Bok: There’ll be no rejection, The Commission will pay attention to submissions as related to the Terms of Reference.

Questions (missed –   soft voice) –   about thorium.

Bok: It is premature to rule anything in. Uranium technology is much more advanced than thorium.

  1. Thorium exists in abundance – is much less radioactive.
  2. Thorium is still radioactive.

Bok: Thorium is not fully developed. People are very excited about it. It might be  a better alternative in time.

  1. Is it better to wait for thorium?
  2. It’s all about economics. The government is not taking a long term view.

What is your background?

Bok: I worked in Santos, and in ATSIC, in communication with Aboriginal communities. Two years in the mining industry in Western Australia. I understand government and industry. I like to think that I have a pretty well-rounded view.

  1. Certainly more than Kevin.

Bok: I’m trying to get around as much of the State as I  possibly can.

  1. What is the time frame for the Commission?

Bok: Submissions close at the end of July, early August. Hearings to take place later in the year. Some will be held in regional locations, some in Adelaide.

Hearings will be streamed live, unless private, for cultural or commercial reasons, and similarly will be published.

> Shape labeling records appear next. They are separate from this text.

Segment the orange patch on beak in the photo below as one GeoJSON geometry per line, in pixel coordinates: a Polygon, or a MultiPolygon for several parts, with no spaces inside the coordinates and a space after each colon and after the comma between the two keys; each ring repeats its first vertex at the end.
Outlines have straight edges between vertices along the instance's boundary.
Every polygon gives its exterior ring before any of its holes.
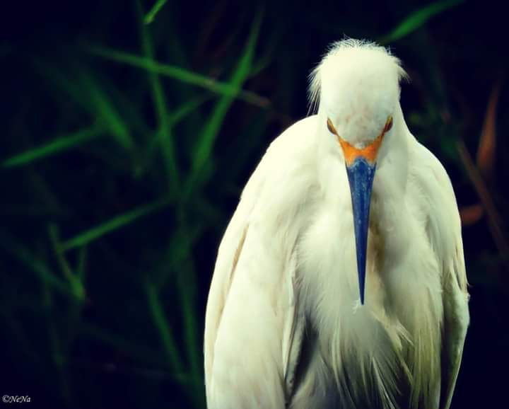
{"type": "MultiPolygon", "coordinates": [[[[327,125],[329,125],[329,122],[327,122],[327,125]]],[[[330,124],[330,126],[332,126],[332,122],[330,124]]],[[[353,161],[356,160],[356,159],[358,157],[363,158],[370,164],[374,163],[375,161],[376,160],[378,149],[382,144],[382,139],[383,139],[383,136],[385,134],[385,132],[389,131],[392,127],[392,117],[389,117],[387,122],[385,122],[385,126],[384,127],[382,133],[378,135],[376,139],[369,145],[361,149],[358,149],[355,146],[353,146],[349,142],[347,142],[344,139],[342,139],[341,137],[339,137],[339,135],[336,133],[336,136],[337,137],[338,140],[339,141],[339,144],[343,149],[343,154],[344,154],[346,165],[349,166],[350,165],[353,163],[353,161]]],[[[334,129],[334,131],[336,129],[334,129]]]]}
{"type": "Polygon", "coordinates": [[[382,137],[383,133],[378,135],[377,138],[365,148],[358,149],[346,141],[342,139],[340,137],[338,137],[339,144],[341,148],[343,148],[343,154],[345,156],[345,161],[346,161],[346,165],[351,165],[356,159],[358,157],[364,158],[369,163],[374,163],[377,154],[378,153],[378,149],[382,144],[382,137]]]}

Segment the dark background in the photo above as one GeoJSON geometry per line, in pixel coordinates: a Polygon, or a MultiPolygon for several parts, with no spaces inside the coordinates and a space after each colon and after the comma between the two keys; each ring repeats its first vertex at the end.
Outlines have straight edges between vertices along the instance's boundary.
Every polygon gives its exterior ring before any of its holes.
{"type": "Polygon", "coordinates": [[[409,127],[457,194],[472,325],[452,407],[505,407],[502,7],[168,0],[146,24],[155,3],[2,4],[0,393],[204,408],[219,241],[268,144],[306,115],[310,69],[347,35],[402,59],[409,127]]]}

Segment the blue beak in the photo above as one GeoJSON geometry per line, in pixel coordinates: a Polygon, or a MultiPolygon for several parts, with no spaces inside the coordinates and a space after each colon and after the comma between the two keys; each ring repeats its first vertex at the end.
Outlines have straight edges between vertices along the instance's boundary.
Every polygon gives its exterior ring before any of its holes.
{"type": "Polygon", "coordinates": [[[346,165],[346,173],[350,184],[353,210],[357,273],[361,304],[364,304],[368,227],[369,226],[371,190],[375,170],[376,163],[371,164],[362,156],[358,156],[351,164],[346,165]]]}

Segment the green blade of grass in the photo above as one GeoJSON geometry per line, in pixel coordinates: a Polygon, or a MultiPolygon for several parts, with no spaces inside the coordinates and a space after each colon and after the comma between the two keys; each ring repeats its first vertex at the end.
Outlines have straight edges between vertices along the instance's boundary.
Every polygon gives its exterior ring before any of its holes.
{"type": "Polygon", "coordinates": [[[34,255],[30,250],[18,243],[13,237],[0,232],[0,248],[13,255],[22,264],[29,267],[37,277],[59,293],[74,298],[72,290],[59,279],[47,265],[34,255]]]}
{"type": "Polygon", "coordinates": [[[67,250],[71,248],[84,246],[108,233],[124,227],[141,217],[147,216],[156,210],[168,206],[170,202],[168,199],[164,199],[119,214],[105,223],[102,223],[95,227],[80,233],[72,238],[67,240],[62,243],[61,248],[64,250],[67,250]]]}
{"type": "Polygon", "coordinates": [[[159,11],[163,8],[163,6],[166,4],[166,1],[168,1],[168,0],[157,0],[156,4],[152,6],[152,8],[151,8],[148,13],[147,13],[145,15],[145,17],[144,17],[144,23],[150,24],[152,23],[154,17],[156,17],[156,15],[159,13],[159,11]]]}
{"type": "Polygon", "coordinates": [[[215,93],[224,96],[234,96],[235,98],[244,100],[252,105],[267,108],[270,105],[270,101],[258,94],[240,89],[230,83],[226,83],[215,79],[179,67],[161,64],[152,59],[127,52],[92,47],[88,48],[88,51],[105,59],[114,61],[121,64],[127,64],[147,71],[156,72],[160,75],[177,79],[181,82],[194,85],[208,89],[215,93]]]}
{"type": "Polygon", "coordinates": [[[150,282],[146,282],[145,292],[153,323],[159,333],[170,364],[172,370],[182,373],[183,365],[180,361],[177,344],[172,335],[171,329],[165,316],[163,305],[159,299],[156,287],[150,282]]]}
{"type": "Polygon", "coordinates": [[[78,300],[84,300],[85,288],[83,287],[83,283],[81,282],[79,277],[73,272],[67,259],[64,255],[58,227],[56,224],[52,224],[48,226],[48,236],[49,236],[49,241],[53,247],[53,251],[55,257],[57,258],[57,260],[60,265],[60,268],[62,269],[64,275],[67,279],[67,281],[74,293],[74,296],[78,300]]]}
{"type": "MultiPolygon", "coordinates": [[[[190,113],[198,109],[198,108],[209,98],[209,96],[202,96],[182,103],[176,110],[168,114],[167,120],[168,126],[172,128],[178,125],[180,121],[185,119],[190,113]]],[[[144,152],[144,156],[140,160],[140,175],[145,171],[145,169],[148,168],[148,164],[151,163],[158,146],[160,144],[159,139],[161,137],[161,134],[158,132],[156,132],[151,139],[148,146],[144,152]]]]}
{"type": "MultiPolygon", "coordinates": [[[[141,6],[139,1],[136,1],[139,20],[141,20],[141,6]]],[[[141,47],[146,58],[153,59],[153,50],[151,42],[150,35],[147,28],[141,23],[139,24],[140,37],[141,40],[141,47]]],[[[158,142],[159,142],[163,154],[164,163],[166,168],[166,176],[170,185],[170,191],[176,193],[179,190],[180,172],[175,154],[175,142],[172,134],[171,128],[168,122],[168,115],[166,109],[166,100],[165,99],[163,87],[161,86],[159,76],[156,72],[148,71],[148,80],[150,81],[152,101],[156,108],[156,114],[158,120],[158,142]]]]}
{"type": "Polygon", "coordinates": [[[382,38],[378,42],[388,44],[400,40],[423,25],[433,16],[440,14],[462,2],[463,0],[446,0],[445,1],[436,1],[410,14],[392,31],[382,38]]]}
{"type": "Polygon", "coordinates": [[[103,133],[104,129],[97,125],[81,129],[55,138],[42,146],[29,149],[15,155],[4,161],[1,166],[4,168],[12,168],[31,163],[35,161],[43,159],[52,155],[71,149],[78,145],[99,137],[103,133]]]}
{"type": "MultiPolygon", "coordinates": [[[[253,23],[242,55],[231,77],[230,84],[235,89],[242,88],[251,71],[255,48],[262,22],[261,16],[259,13],[253,23]]],[[[192,157],[193,169],[188,180],[187,191],[192,188],[198,174],[209,160],[221,127],[234,99],[235,95],[223,96],[216,103],[209,121],[203,129],[198,143],[194,146],[192,157]]]]}
{"type": "Polygon", "coordinates": [[[86,90],[92,106],[91,110],[104,122],[117,142],[125,149],[133,149],[134,141],[129,128],[113,103],[101,89],[98,81],[90,73],[82,71],[80,75],[83,89],[86,90]]]}
{"type": "Polygon", "coordinates": [[[146,364],[158,366],[160,364],[160,357],[157,352],[151,348],[138,345],[122,337],[107,332],[106,330],[96,327],[93,324],[82,323],[79,326],[79,331],[91,338],[98,340],[115,348],[115,350],[122,351],[130,357],[139,359],[146,364]]]}

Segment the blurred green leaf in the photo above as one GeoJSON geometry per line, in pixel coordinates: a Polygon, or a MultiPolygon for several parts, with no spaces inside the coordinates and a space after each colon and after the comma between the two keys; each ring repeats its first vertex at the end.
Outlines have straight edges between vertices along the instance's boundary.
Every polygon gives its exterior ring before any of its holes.
{"type": "Polygon", "coordinates": [[[91,47],[88,50],[92,54],[106,59],[156,72],[184,83],[208,89],[215,93],[233,96],[256,106],[266,108],[270,105],[268,99],[255,93],[242,90],[231,83],[220,82],[179,67],[163,64],[150,58],[100,47],[91,47]]]}
{"type": "Polygon", "coordinates": [[[180,361],[178,349],[172,335],[168,321],[165,316],[163,305],[159,299],[159,295],[156,287],[150,282],[146,282],[145,292],[152,315],[152,319],[156,328],[159,332],[163,346],[165,348],[172,369],[177,372],[182,372],[183,365],[180,361]]]}
{"type": "Polygon", "coordinates": [[[378,42],[380,44],[388,44],[400,40],[423,25],[433,16],[440,14],[462,2],[463,0],[436,1],[419,8],[406,17],[389,34],[379,40],[378,42]]]}
{"type": "Polygon", "coordinates": [[[155,4],[152,6],[152,8],[150,9],[150,11],[145,15],[145,17],[144,18],[144,23],[145,24],[150,24],[152,23],[154,17],[156,17],[156,15],[166,4],[166,1],[168,1],[168,0],[157,0],[155,4]]]}
{"type": "MultiPolygon", "coordinates": [[[[162,2],[160,6],[162,6],[164,2],[162,2]]],[[[157,4],[156,6],[157,6],[157,4]]],[[[139,2],[138,2],[137,9],[139,14],[141,14],[141,7],[139,2]]],[[[139,20],[141,20],[141,16],[139,16],[139,20]]],[[[150,35],[146,27],[144,24],[141,23],[141,21],[139,30],[144,54],[146,58],[153,59],[153,50],[150,35]]],[[[177,162],[177,155],[175,154],[173,135],[168,122],[166,100],[158,74],[153,71],[147,71],[147,74],[148,74],[148,79],[151,84],[152,101],[156,108],[156,114],[158,124],[158,129],[157,132],[158,137],[156,138],[156,139],[161,146],[170,189],[170,191],[175,194],[179,189],[180,176],[178,163],[177,162]]]]}
{"type": "Polygon", "coordinates": [[[104,128],[98,125],[81,129],[49,141],[45,145],[15,155],[2,163],[4,168],[11,168],[30,163],[76,147],[104,133],[104,128]]]}
{"type": "Polygon", "coordinates": [[[90,96],[91,109],[103,120],[104,125],[108,127],[112,136],[122,147],[132,149],[134,147],[134,142],[129,133],[129,127],[119,115],[98,80],[86,71],[81,71],[80,76],[83,88],[90,96]]]}
{"type": "MultiPolygon", "coordinates": [[[[234,89],[240,89],[248,78],[255,56],[255,49],[262,23],[262,14],[259,13],[253,22],[249,38],[242,55],[231,77],[230,85],[234,89]]],[[[199,139],[194,146],[192,157],[192,173],[187,180],[187,192],[192,188],[196,178],[209,160],[216,138],[219,132],[226,113],[235,99],[235,95],[225,95],[216,103],[209,121],[201,132],[199,139]]]]}
{"type": "Polygon", "coordinates": [[[47,283],[51,288],[71,298],[75,296],[71,289],[64,282],[58,278],[43,261],[37,258],[24,246],[18,243],[13,237],[0,232],[0,248],[4,248],[21,263],[28,267],[41,281],[47,283]]]}
{"type": "Polygon", "coordinates": [[[53,247],[53,250],[57,258],[57,260],[60,265],[60,268],[62,269],[64,275],[67,279],[74,296],[78,300],[83,300],[85,299],[85,289],[83,288],[83,285],[80,280],[80,277],[75,275],[72,272],[67,260],[64,255],[64,250],[62,248],[62,243],[59,236],[58,227],[55,224],[49,224],[48,226],[48,234],[49,236],[49,241],[51,241],[53,247]]]}
{"type": "Polygon", "coordinates": [[[122,227],[130,224],[140,217],[147,216],[154,212],[168,206],[170,201],[168,199],[158,200],[150,204],[141,206],[138,209],[123,213],[108,220],[105,223],[102,223],[99,226],[93,227],[92,229],[83,231],[77,236],[70,238],[62,244],[62,250],[70,250],[75,247],[84,246],[90,241],[97,240],[103,236],[115,230],[117,230],[122,227]]]}

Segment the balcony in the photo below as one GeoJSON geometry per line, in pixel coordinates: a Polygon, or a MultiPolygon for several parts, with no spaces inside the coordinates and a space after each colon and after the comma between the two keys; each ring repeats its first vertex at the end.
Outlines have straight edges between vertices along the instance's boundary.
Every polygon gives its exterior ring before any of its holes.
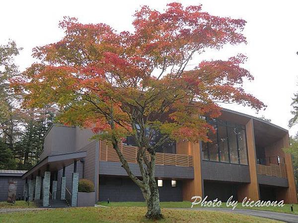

There’ll be  a public review period. The final findings and recommendations will go in the Report to State Government. The Commissioner is determined to provide that Report in May 2016.  The findings and recommendations will be based on the questions in the four Issues Papers


One Response to “Jon Bok of South Australia’s Nuclear Royal Commission faced tough questions in Coober Pedy”

  1. Viv Says:

    Nuclear scientists need to b in the picture throughout…their voices have already said its a bad idea…bringing waste from overseas all the way here…an international treaty was in place ensuring those countries creating the waste stored that waste…think hard about why this agreement was in place. Do we honestly believe we want this stuff here…being transported across our state…kept there for generatiins…it will never not b dangerous.